Fires once on success. artifacts is unknown[]: the raw artifact list the backend sent. Schemas evolve, so the SDK does not narrow it.
onCompleted: ({ job, artifacts }) => {
  saveAdapterId({ jobId: job.id, count: artifacts.length });
}

onFailed({ job, error })

Fires once on a backend-reported failure. error is a string (the message the backend sent), not an Error instance.
onFailed: ({ job, error }) => {
  // error: string
}
onFailed is only for backend-side failures. Exceptions thrown inside your other callbacks do not reach onFailed; see below for what does happen to them.

Sequencing

Each callback is awaited before the next event is dispatched. You can return a promise (writing to a database, posting to Slack, calling infer) and the SDK will wait for it before processing the next frame. There are no concurrent callback invocations for the same trainer.

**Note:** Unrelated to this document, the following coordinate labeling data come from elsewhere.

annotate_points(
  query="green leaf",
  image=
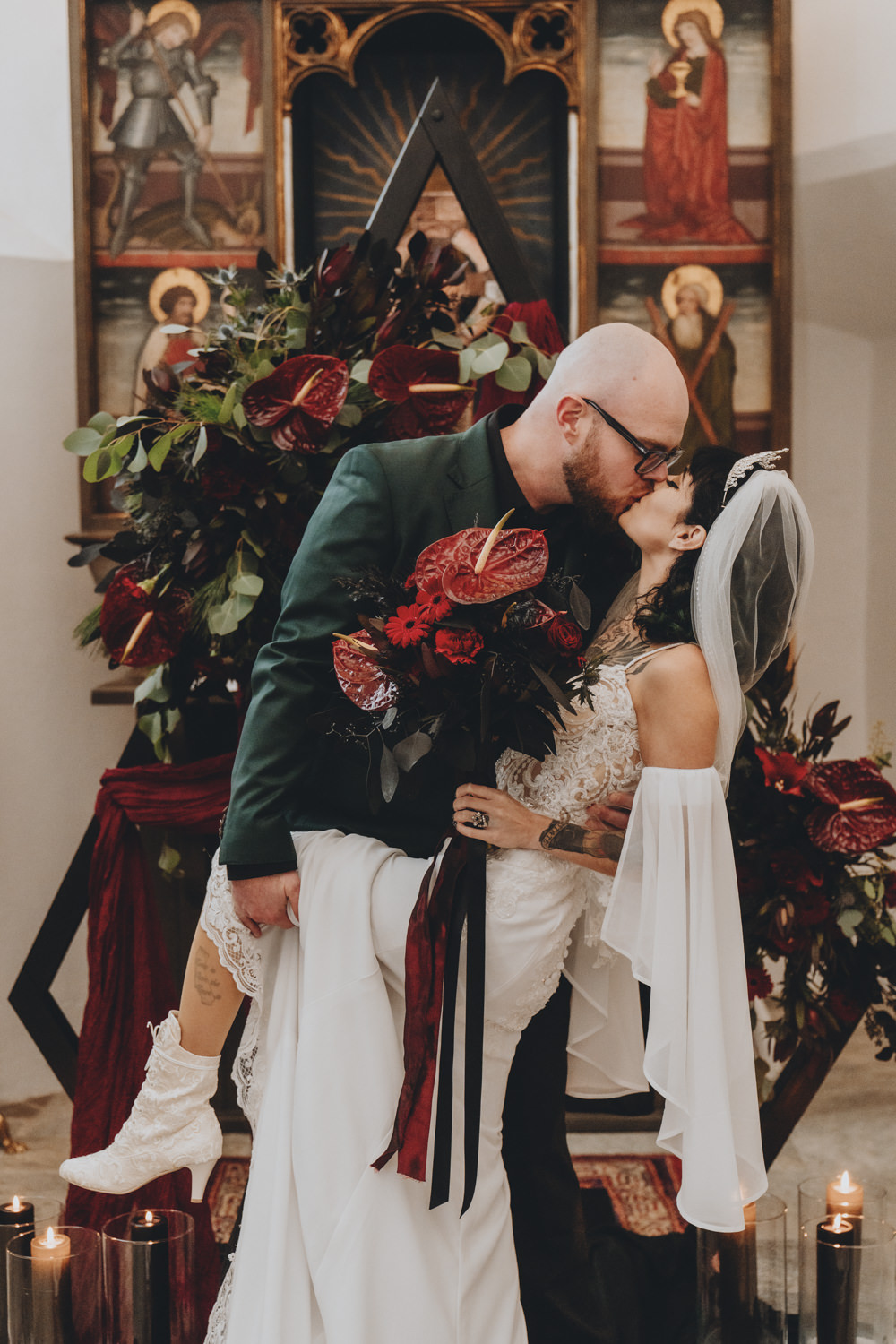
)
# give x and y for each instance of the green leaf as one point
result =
(546, 365)
(82, 443)
(849, 921)
(161, 448)
(349, 414)
(489, 360)
(101, 421)
(514, 374)
(228, 405)
(249, 583)
(202, 444)
(465, 363)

Exception handling (read carefully)

Throwing inside a callback does not behave like a normal Promise rejection. The SDK’s event loop wraps dispatch in a try/catch and routes any throw to the SSE reconnect handler (packages/arkor/src/core/trainer.ts:335-364, then handleFailure at :307-320):
  1. If abortSignal.aborted is set, the error re-throws and wait() rejects.
  2. Otherwise, if maxReconnectAttempts was configured and the counter is exceeded, wait() rejects with a wrapping error.
  3. Otherwise, the SDK delays and reopens the SSE stream.
maxReconnectAttempts defaults to undefined (unlimited). It is not configurable through TrainerInput; the only way to set it is the second context argument to createTrainer, which is annotated @internal and may change without notice. In practice, with default settings, a thrown callback is caught and retried, possibly indefinitely. If Last-Event-ID advances across the retry, the originally failing event is also skipped. For deterministic error handling, catch inside the callback:
onCheckpoint: async ({ step, infer }) => {
  try {
    await sendToReview({ step, sample: await (await infer({ ... })).text() });
  } catch (err) {
    // log / metric / decide whether to fail the run yourself by calling
    // trainer.cancel() from outside the callback
  }
}

Type sketches

interface TrainingLogContext {
  step: number;
  loss: number | null;
  evalLoss: number | null;
  learningRate: number | null;
  epoch: number | null;
  samplesPerSecond: number | null;
  job: TrainingJob;
}

interface CheckpointContext {
  step: number;
  adapter: { kind: "checkpoint"; jobId: string; step: number };
  job: TrainingJob;
  infer: (args: InferArgs) => Promise<Response>;
  artifacts?: unknown[];
}
TrainingLogContext and CheckpointContext are not exported by name from arkor; mirror the shapes inline if you want typed callback parameters in your own code.